Good Morning,
Well, made it through another day. Didn't make dinner with family, ended up having to take more pain pills, plus have no appetite. One of my girlfriends might stop by later today, which would be good, just feeling very lonely with being cooped up healing. Patiences is not my strong point, something I really need to work on.

This weekend is the superbowl, H and I have been hosting a party for the last 21 years for Superbowl. Designed our basement with a large bar and multiple TVs. This was always H's favoriote day of the year. He always said it was a way to keep in touch with all of our friends over the years, friends that we would only see for this party. Found out, from a friend, last night that he is having it at the bowling alley right down the road. She asked me if I was going to show up, I told her no that would not be a good idea. She said that she has no desire to go but her H is making her. She wants nothing to do with H & OW, told her I don't blame you. What they are doing is disgusting.
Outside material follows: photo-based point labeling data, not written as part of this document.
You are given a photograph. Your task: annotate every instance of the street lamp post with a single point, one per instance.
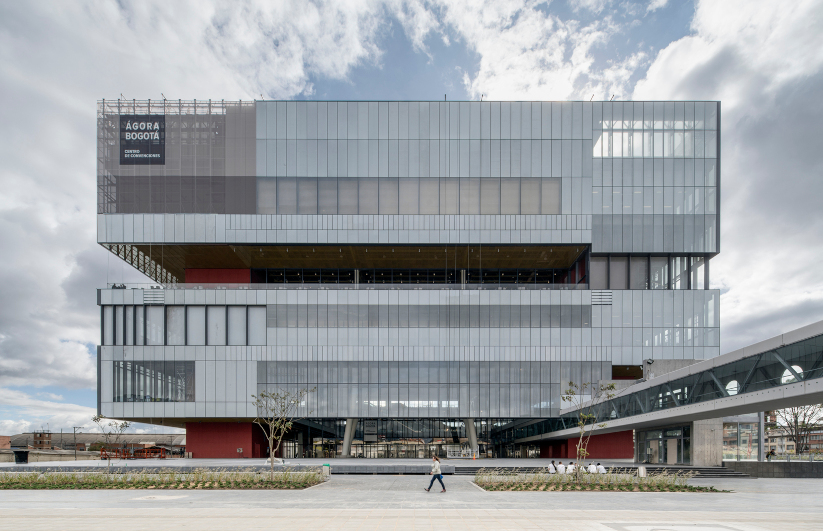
(75, 440)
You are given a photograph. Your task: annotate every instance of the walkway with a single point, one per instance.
(399, 502)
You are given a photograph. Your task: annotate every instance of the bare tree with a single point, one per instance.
(276, 413)
(112, 429)
(585, 398)
(797, 424)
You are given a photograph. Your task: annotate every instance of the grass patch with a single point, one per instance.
(507, 480)
(201, 479)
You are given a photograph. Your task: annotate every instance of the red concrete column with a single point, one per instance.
(222, 439)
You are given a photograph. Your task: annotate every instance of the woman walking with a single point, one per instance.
(435, 473)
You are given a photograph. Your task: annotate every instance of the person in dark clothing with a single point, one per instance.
(435, 473)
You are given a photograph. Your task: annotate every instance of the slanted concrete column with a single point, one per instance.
(707, 442)
(348, 435)
(471, 433)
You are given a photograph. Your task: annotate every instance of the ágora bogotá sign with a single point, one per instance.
(142, 139)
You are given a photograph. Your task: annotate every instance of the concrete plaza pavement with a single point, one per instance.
(399, 502)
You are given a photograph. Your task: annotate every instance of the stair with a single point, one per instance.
(700, 472)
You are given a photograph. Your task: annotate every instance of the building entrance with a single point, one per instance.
(669, 446)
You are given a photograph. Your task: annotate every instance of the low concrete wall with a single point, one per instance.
(762, 469)
(41, 456)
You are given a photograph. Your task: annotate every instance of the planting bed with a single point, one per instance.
(199, 479)
(514, 480)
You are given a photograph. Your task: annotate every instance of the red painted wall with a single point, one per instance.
(222, 439)
(619, 445)
(218, 276)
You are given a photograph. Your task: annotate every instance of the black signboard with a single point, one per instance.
(142, 139)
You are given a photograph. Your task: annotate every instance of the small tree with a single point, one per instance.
(797, 424)
(276, 413)
(112, 429)
(585, 398)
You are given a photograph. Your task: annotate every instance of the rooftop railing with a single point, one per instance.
(318, 286)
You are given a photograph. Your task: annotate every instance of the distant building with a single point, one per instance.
(41, 440)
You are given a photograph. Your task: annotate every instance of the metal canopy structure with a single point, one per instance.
(784, 371)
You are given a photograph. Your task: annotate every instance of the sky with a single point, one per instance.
(764, 62)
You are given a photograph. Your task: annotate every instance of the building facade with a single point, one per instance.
(436, 270)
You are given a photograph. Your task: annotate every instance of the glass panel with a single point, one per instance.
(490, 196)
(347, 201)
(659, 273)
(139, 325)
(196, 325)
(175, 325)
(680, 272)
(618, 272)
(639, 275)
(599, 272)
(286, 195)
(367, 194)
(409, 196)
(388, 196)
(266, 195)
(327, 196)
(510, 196)
(216, 325)
(237, 325)
(108, 325)
(155, 325)
(550, 196)
(530, 196)
(429, 196)
(257, 324)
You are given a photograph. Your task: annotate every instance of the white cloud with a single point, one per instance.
(39, 414)
(654, 5)
(527, 53)
(765, 63)
(595, 6)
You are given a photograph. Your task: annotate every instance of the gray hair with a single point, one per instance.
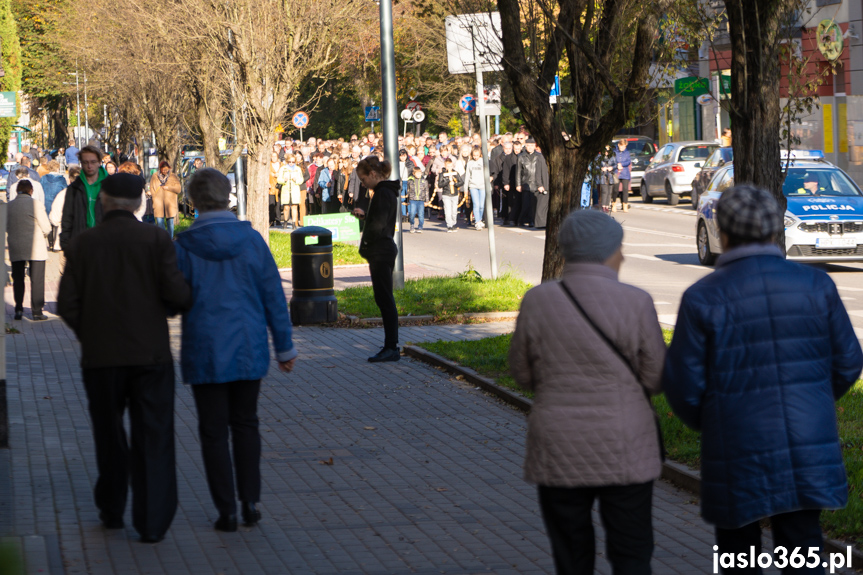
(589, 236)
(210, 190)
(111, 203)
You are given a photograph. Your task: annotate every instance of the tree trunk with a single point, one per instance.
(257, 192)
(566, 171)
(755, 29)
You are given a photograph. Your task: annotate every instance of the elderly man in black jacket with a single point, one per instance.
(378, 247)
(120, 284)
(531, 179)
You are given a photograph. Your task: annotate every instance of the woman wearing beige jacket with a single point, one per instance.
(592, 432)
(165, 188)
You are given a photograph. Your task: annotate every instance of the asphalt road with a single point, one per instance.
(658, 244)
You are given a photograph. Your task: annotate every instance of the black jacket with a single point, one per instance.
(120, 284)
(531, 172)
(508, 164)
(380, 227)
(74, 220)
(443, 183)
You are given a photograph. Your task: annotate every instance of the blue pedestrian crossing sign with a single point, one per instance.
(467, 103)
(300, 120)
(373, 113)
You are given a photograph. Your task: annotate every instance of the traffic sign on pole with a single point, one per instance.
(300, 120)
(467, 103)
It really hurts to see that H is just acting like she is his new W. That he just removed me and replaced me with that monster. Doing all the things with her that he did with me. Not sure how our friends can eve be part of that. But then again, he tells everyone that he just wasn't happy with me. That I was the problem, some buy it some don't. It hurts to watch someone else try to live my life. She will never be me, the R that they have will not be respected.

Do the MLCers ever stop, in moments like this, and ever think about the life they had? Any moments of clarity? Like a what am I doing, moment? We had so many good memories from our Super bowl parties. One year we built a bowling lane out of ice in the yard and had a ice bowl tourny. God that was a fun day.